Her eyes turned from him, but he guessed—he could feel that she had known.
“I’ve often wondered why,” he murmured, “why she wanted that.”
“She didn’t,” said the girl.
That gave pause to the man; he felt stupid at once, and roved his fingers in a silly way along the roughened nap of his hat.
“Well, she asked me to,” he bluntly protested.
“She knew,” Mary’s voice was no louder than a sigh, “that you were courting another girl, the one you married.”
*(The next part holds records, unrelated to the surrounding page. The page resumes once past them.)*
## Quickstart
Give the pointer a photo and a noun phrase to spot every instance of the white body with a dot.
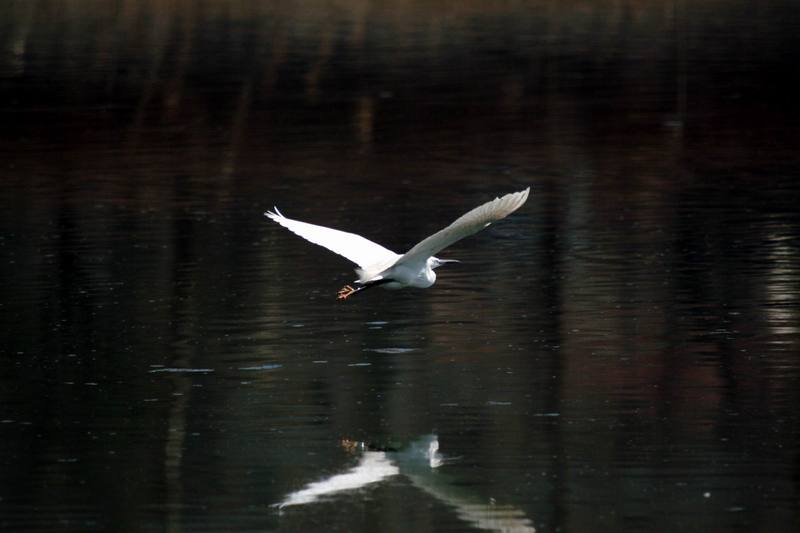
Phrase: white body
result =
(378, 265)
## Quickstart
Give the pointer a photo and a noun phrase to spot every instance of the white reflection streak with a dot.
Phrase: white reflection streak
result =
(372, 468)
(418, 463)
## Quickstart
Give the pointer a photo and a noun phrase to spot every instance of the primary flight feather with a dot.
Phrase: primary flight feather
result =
(380, 266)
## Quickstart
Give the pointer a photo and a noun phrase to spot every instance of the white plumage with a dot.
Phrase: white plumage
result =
(380, 266)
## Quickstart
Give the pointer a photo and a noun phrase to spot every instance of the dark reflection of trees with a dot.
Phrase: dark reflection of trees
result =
(661, 139)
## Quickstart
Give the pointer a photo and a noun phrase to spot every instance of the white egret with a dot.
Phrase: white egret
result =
(379, 266)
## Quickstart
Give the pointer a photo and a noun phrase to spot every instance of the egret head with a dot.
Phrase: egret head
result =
(435, 262)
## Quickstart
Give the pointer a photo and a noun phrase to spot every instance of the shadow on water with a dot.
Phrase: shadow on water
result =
(418, 462)
(621, 354)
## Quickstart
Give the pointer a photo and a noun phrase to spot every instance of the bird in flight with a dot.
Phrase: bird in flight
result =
(415, 268)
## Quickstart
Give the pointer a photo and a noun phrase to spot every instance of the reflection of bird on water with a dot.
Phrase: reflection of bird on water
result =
(418, 462)
(380, 266)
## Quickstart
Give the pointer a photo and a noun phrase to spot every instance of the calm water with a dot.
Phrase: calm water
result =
(621, 354)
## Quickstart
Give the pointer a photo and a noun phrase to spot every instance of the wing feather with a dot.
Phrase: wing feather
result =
(467, 224)
(356, 248)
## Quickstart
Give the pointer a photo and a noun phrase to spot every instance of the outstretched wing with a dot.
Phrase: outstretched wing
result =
(356, 248)
(466, 225)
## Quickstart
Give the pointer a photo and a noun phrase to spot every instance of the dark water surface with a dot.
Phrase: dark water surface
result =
(622, 354)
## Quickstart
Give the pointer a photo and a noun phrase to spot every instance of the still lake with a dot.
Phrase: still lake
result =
(621, 354)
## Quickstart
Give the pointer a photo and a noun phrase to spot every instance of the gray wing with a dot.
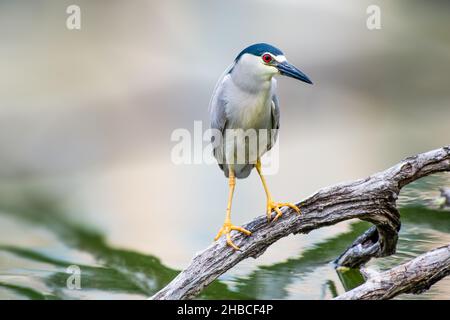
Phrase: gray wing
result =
(275, 121)
(218, 117)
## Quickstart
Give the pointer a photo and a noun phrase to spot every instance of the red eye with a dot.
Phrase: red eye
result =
(267, 58)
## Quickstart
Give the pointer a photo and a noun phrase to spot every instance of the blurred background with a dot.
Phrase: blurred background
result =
(86, 116)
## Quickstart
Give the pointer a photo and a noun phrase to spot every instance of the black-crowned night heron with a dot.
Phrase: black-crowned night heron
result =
(245, 99)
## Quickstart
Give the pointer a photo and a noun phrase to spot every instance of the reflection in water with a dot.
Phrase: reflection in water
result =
(117, 273)
(120, 270)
“But, but,” stuttered the honest higgler, “if she knew that, why did she want for me to marry you?”
“She didn’t,” said Mary again; and again, in the pause, he did silly things to his hat. How shy this girl was, how lovely in her modesty and grief!
“I can’t make tops or bottoms of it,” he said, “but she asked me, as sure as God’s my maker.”
“I know. It was me, I wanted it.”
“You!” he cried, “you wanted to marry me!”
The girl bowed her head, lovely in her grief and modesty. “She was against it, but I made her ask you.”
“And I hadn’t an idea that you cast a thought on me,” he murmured. “I feared it was a sort of trick she was playing on me. I didn’t understand, I had no idea that you knew about it even. And so I didn’t ever ask you.”
“Oh, why not, why not? I was fond of you then,” whispered she. “Mother tried to persuade me against it, but I was fond of you—then.”
He was in a queer distress and confusion: “Oh, if you’d only tipped me a word, or given me a sort of look,” he sighed. “Oh, Mary!”
She said no more but went downstairs. He followed her and immediately fetched the lamps from his gig. As he lit the candles: “How strange,” Mary said, “that you should come back just as I most needed help! I am very grateful.”
“Mary, I’ll drive you to the doctor’s now.”
She shook her head; she was smiling.
“Then I’ll stay till the nurse comes.”
“No, you must go. Go at once.”
He picked up the two lamps and, turning at the door, said: “I’ll come again tomorrow.” Then the wind rushed into the room. “Good-bye,” she cried, shutting the door quickly behind him.
He drove away in deep darkness, the wind howling, his thoughts strange and bitter. He had thrown away a love, a love that was dumb and hid itself. By God, he had thrown away a fortune, too! And he had forgotten all about his real errand until now, forgotten all about the loan! Well; let it go; give it up. He would give up higgling; he would take on some other job; a bailiff, a working bailiff, that was the job as would suit him, a working bailiff. Of course, there was Sophy; but still—Sophy!